A major strength of our study was that we used individual-level data on hospital use among all female residents of Finland over a period of 18 years derived from the Hospital Discharge Register, the quality and coverage of which has been reported to be, in general, good. A systematic review reported that more than 95% of discharges could be identified from the register and that the positive predictive value, i.e. the proportion of register-detected cases that are confirmed to be true-positives according to external data varied between 75 and 99% for common diagnoses [31]. However, we cannot exclude the possibility that indication was miscoded in a small number of cases or potential differences in coding practices. Further, since AUB and leiomyoma occur in the same patients and there is likely to be variation in which one is recorded as the first diagnosis, they could also be considered together.

The statistical models used enabled us to summarize various aspects of the data efficiently. In Finland patients are assigned to hospital districts based on their place of residence and the use of health services across regional boundaries is relatively rare. Since hysterectomies are not performed in outpatient settings, the hospital discharge data can be considered to accurately reflect the operation rates in this country. Hysterectomies for benign diseases are often associated with more than one diagnosis, and the decision to operate may depend on the combination and severity of indications presented. A limitation of our study is that, we did not take secondary diagnoses into consideration.
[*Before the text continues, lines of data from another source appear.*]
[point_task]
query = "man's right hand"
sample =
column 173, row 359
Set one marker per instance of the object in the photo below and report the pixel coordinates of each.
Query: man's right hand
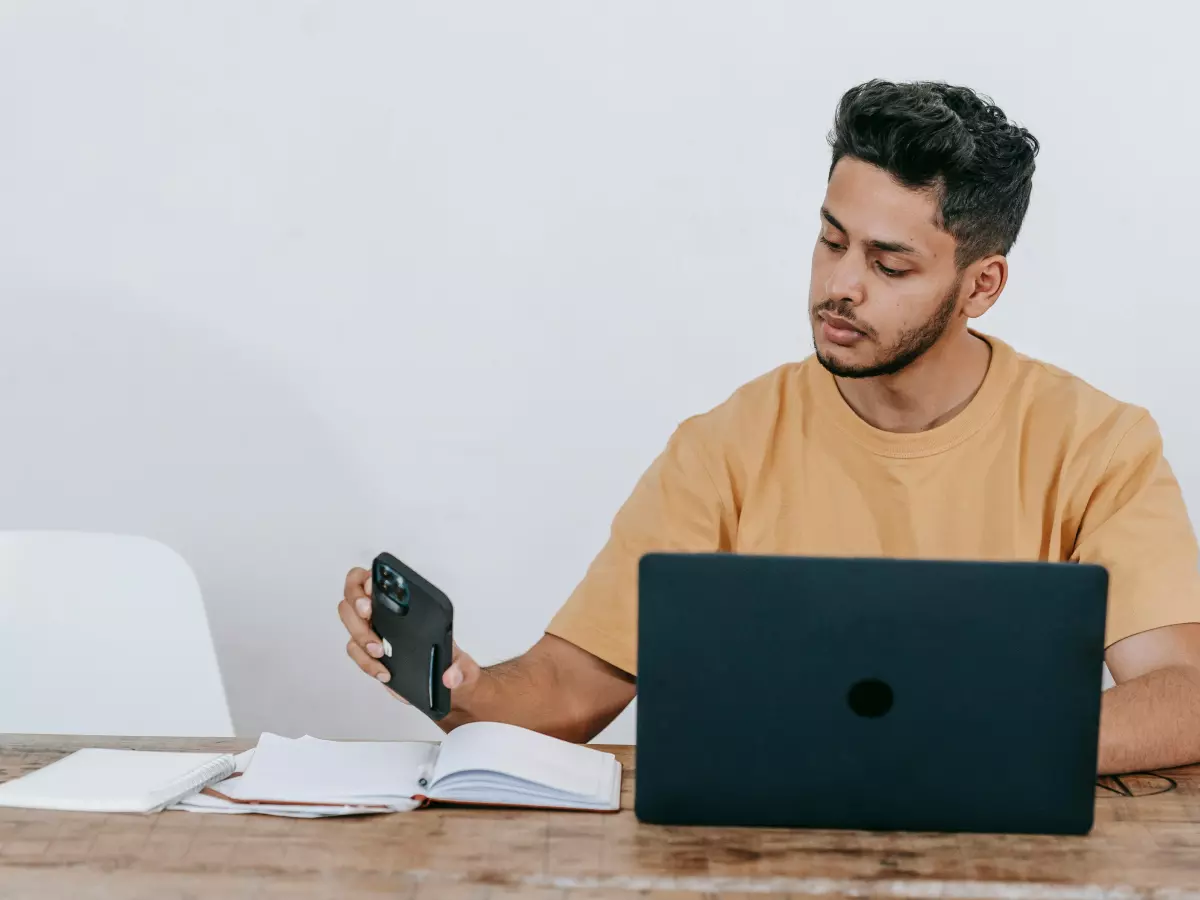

A potential limitation is that the analysis takes into account the age structure of the different patient populations but lacks data on other patient characteristics likely to affect clinical decision-making, e.g. patients’ reproductive history, prior surgical procedures and other health related factors. Also, age structures in operations differ by indication with younger patients in AUB and endometriosis and we were not able to examine patients aged 25–39 years and 40–49 years separately as the numbers of cases did not enable it while we acknowledge that the reasons for hysterectomy can differ before perimenopausal period. Notwithstanding, we preferred using uniform standard population for comparability reasons. Further, we did not have data on medication or intrauterine device use. Further research is needed in the development of incidence and treatment of female malignant conditions. As we did not have data on the incidence of ovarian cancer, cervical cancer, and uterine cancer we could not analyse them in more detail. Neither did we have data on patients’ preferences, which is important for operation decisions in discretionary surgery. Thus, our data did not allow us to differentiate variation occurring because of differences in patient needs i.e. warranted variation from unwarranted variation. However, it is plausible that the decrease of variation in hysterectomy rates seen in this study has focused on unwarranted variation. Based on this assumption at least part of the earlier variation in use of hysterectomy has been unjustified by patient needs.

Conclusions

The findings of this study show major changes in hysterectomy related medical practices in Finland from 2001 to 2018 and the concurrent increase in regional convergence across health care regions. These results demonstrate that changes in medical practices and more uniform use of hysterectomy across regions are possible to achieve. Despite the positive trend, regional variation in rates, indications and surgical approaches still exists, which may suggest inequity in availability of healthcare and non-optimal use of health care resources. More in-depth studies are needed by indication taking into account the seriousness of the disease, availability of other treatment options, patient preferences as well as comorbidity.